# The number 90^9 has 1900 different positive integral divisors. How many of these are squares of integers?

## The answer is 250 but I'm not sure how to get there. (Number theory isn't one of my strong suits).

Jul 21, 2016

Wow - I get to answer my own question.

#### Explanation:

It turns out that the approach is a combination of combinatorics and number theory. We begin by factoring ${90}^{9}$ into its prime factors:
${90}^{9} = {\left(5 \cdot 3 \cdot 3 \cdot 2\right)}^{9}$
$= {\left(5 \cdot {3}^{2} \cdot 2\right)}^{9}$
$= {5}^{9} \cdot {3}^{18} \cdot {2}^{9}$

The trick here is to figure out how to find squares of integers, which is relatively simple. Squares of integers can be generated in a variety of ways from this factorization:
${5}^{9} \cdot {3}^{18} \cdot {2}^{9}$

We can see that ${5}^{0}$, for example, is a square of an integer and a divisor of ${90}^{9}$; likewise, ${5}^{2}$, ${5}^{4}$,${5}^{6}$, and ${5}^{8}$ all meet these conditions as well. Therefore, we have 5 possible ways to configure a divisor of ${90}^{9}$ that is a square of an integer, using 5s alone.
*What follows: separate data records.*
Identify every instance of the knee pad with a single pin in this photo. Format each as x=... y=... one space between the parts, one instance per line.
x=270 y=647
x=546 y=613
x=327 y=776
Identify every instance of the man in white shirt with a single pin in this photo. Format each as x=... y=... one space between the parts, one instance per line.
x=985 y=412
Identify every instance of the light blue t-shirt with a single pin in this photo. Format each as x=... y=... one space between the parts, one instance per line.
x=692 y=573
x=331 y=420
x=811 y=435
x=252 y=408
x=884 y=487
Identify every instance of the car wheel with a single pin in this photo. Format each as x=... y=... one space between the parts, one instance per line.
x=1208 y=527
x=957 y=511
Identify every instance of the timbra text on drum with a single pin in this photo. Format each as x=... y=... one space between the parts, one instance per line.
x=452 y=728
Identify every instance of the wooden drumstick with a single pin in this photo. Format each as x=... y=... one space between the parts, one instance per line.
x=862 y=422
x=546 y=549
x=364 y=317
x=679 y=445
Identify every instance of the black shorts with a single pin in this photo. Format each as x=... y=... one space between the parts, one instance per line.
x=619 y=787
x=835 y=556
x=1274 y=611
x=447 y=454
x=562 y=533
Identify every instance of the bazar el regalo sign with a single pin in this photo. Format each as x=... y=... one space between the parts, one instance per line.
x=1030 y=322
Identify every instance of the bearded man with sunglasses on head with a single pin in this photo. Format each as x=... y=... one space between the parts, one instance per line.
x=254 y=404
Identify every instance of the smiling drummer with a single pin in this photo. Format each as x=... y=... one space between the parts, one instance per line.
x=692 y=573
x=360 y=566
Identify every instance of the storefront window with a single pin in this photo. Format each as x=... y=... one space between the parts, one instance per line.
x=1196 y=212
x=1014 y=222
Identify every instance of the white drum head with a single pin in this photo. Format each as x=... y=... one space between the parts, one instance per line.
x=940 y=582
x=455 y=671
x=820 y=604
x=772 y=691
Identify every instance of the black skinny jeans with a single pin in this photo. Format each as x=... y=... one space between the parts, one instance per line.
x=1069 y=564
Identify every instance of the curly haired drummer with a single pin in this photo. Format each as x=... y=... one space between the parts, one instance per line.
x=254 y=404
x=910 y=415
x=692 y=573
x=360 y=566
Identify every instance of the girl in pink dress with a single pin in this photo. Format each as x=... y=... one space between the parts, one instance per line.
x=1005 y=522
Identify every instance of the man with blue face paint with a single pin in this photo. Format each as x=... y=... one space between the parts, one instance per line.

The same reasoning applies to ${3}^{18}$ and ${2}^{9}$. Every even power of these prime factors - 0, 2, 4, 6, 8, 10, 12, 14, 16, 18 (10 total) for 3 and 0, 2, 4, 6, 8 (5 total) for 2 - is a perfect square who is a divisor of ${90}^{9}$. Furthermore, any combination of these prime divisors who have even powers also satisfies the conditions. For instance, ${\left({2}^{2} \cdot {5}^{2}\right)}^{2}$ is a square of an integer, as is ${\left({3}^{8} \cdot {2}^{4}\right)}^{2}$; and both, being made up of divisors of ${90}^{9}$, are also divisors of ${90}^{9}$.

Thus the desired number of squares of integers that are divisors of ${90}^{9}$ is given by $5 \cdot 10 \cdot 5$, which is the multiplication of the possible choices for each prime factor (5 for 5, 10 for 3, and 5 for 2). This is equal to $250$, which is the correct answer.